Execute arbitrary Python code on each light curve. VARTOOLS embeds the user-supplied code in a Python function, compiles it via the Python C API, and calls it once per light curve. numpy is automatically imported. Numeric vectors arrive as numpy arrays; string data arrives as Python lists.

Parameters

Parameter Description
"fromfile" commandfile Read Python code from a file rather than the command line.
commandstring Python code as a single command-line string.
"init" file initfile / "init" initstring Python code executed once before processing (function definitions, imports).
"continueprocess" N Reuse the sub-process from the N-th prior -python (1-indexed). Shares state; no initialization may be supplied.
"vars" varlist Variables passed both into and received back from Python.
"invars" varlist Variables passed in only.
"outvars" varlist Variables returned only.
"outputcolumns" varlist Subset of out-vars to emit in the statistics table.
"process_all_lcs" Pass all light curves at once. Numeric vectors arrive as lists of numpy arrays.
"skipfail" On a per-LC exception, skip the remaining processing for that LC and continue.
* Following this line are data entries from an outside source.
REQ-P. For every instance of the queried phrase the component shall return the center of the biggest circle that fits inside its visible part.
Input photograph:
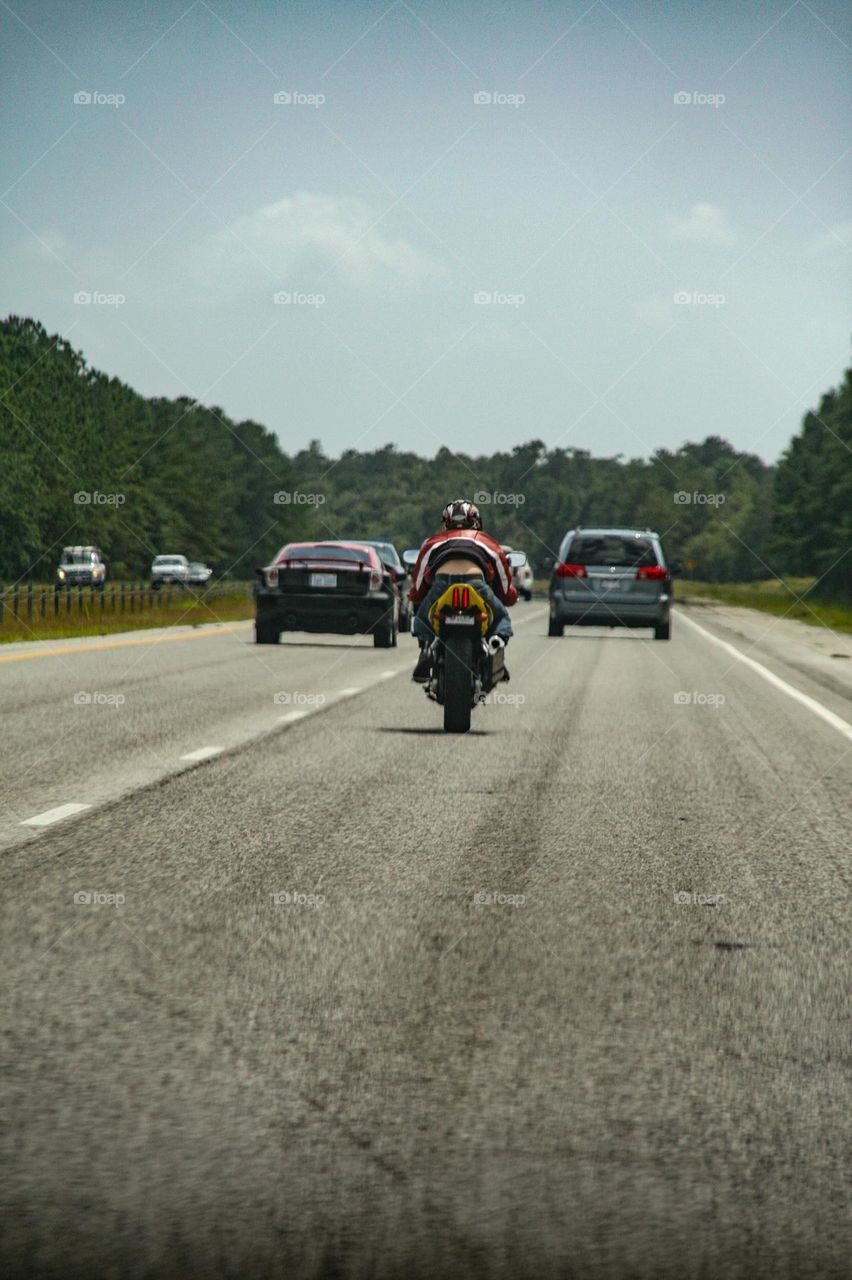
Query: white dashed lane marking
(50, 816)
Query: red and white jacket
(479, 547)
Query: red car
(335, 586)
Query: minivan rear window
(612, 549)
(324, 551)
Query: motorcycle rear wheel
(457, 685)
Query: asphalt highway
(298, 986)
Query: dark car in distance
(335, 586)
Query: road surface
(298, 986)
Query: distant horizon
(601, 224)
(424, 456)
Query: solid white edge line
(50, 816)
(791, 690)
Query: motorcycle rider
(461, 552)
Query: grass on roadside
(183, 611)
(788, 598)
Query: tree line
(88, 460)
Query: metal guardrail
(31, 603)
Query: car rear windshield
(324, 551)
(613, 549)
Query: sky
(608, 225)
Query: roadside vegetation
(90, 461)
(88, 613)
(791, 598)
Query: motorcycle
(466, 667)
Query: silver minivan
(612, 577)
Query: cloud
(301, 236)
(837, 236)
(704, 224)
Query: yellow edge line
(119, 644)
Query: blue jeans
(500, 622)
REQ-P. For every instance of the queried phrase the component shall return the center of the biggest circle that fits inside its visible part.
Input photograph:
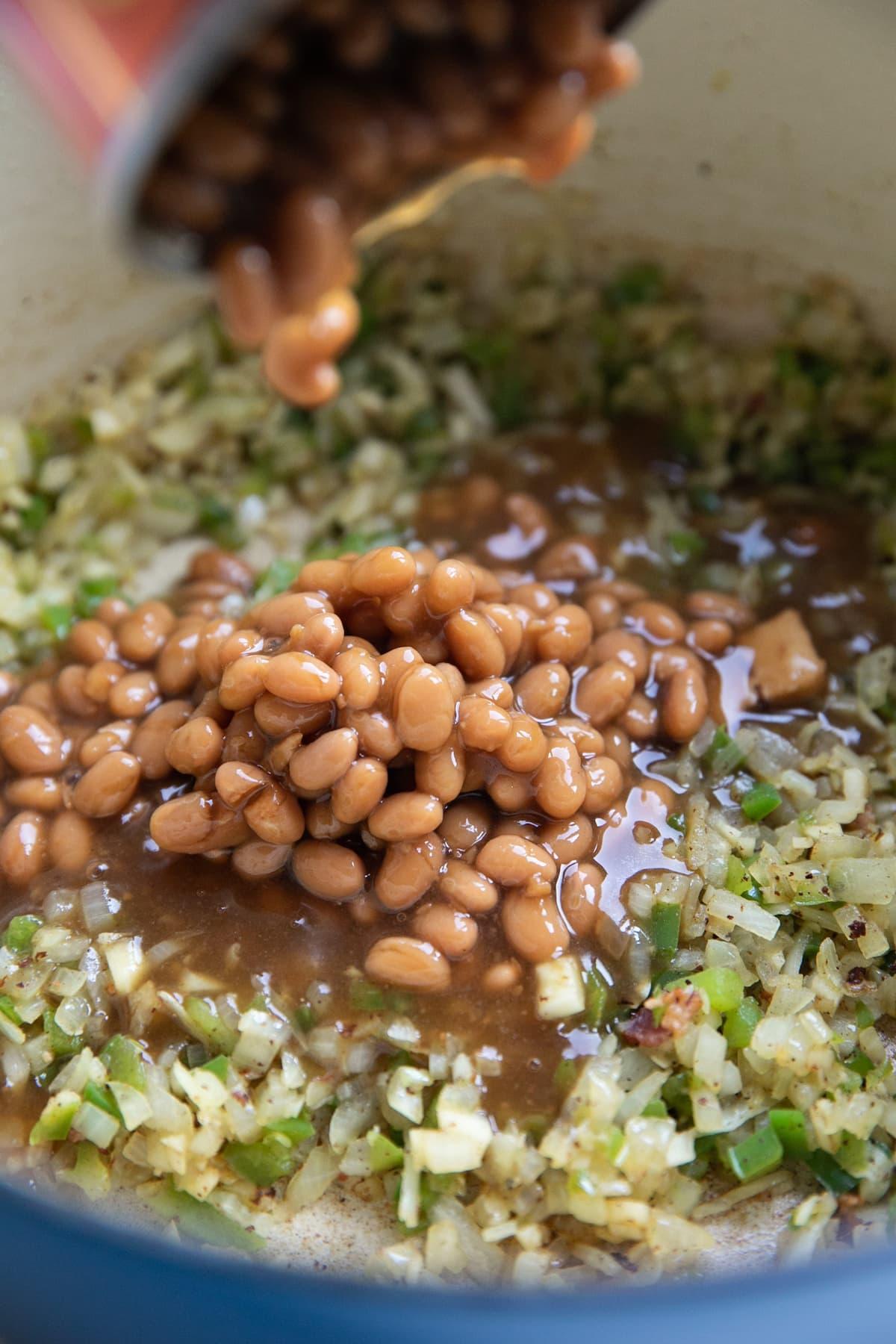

Parallelism: under -parallel, a separate Python sub-process is spawned per thread (sidestepping the GIL). Initialization runs independently for each thread.

Examples

Example 1. Compute the variance of each light curve's magnitudes in EXAMPLES/lc_list. The expression b = numpy.var(mag) is evaluated for each LC; mag arrives as a numpy array and b is returned. The result appears in the output table as PYTHON_b_0.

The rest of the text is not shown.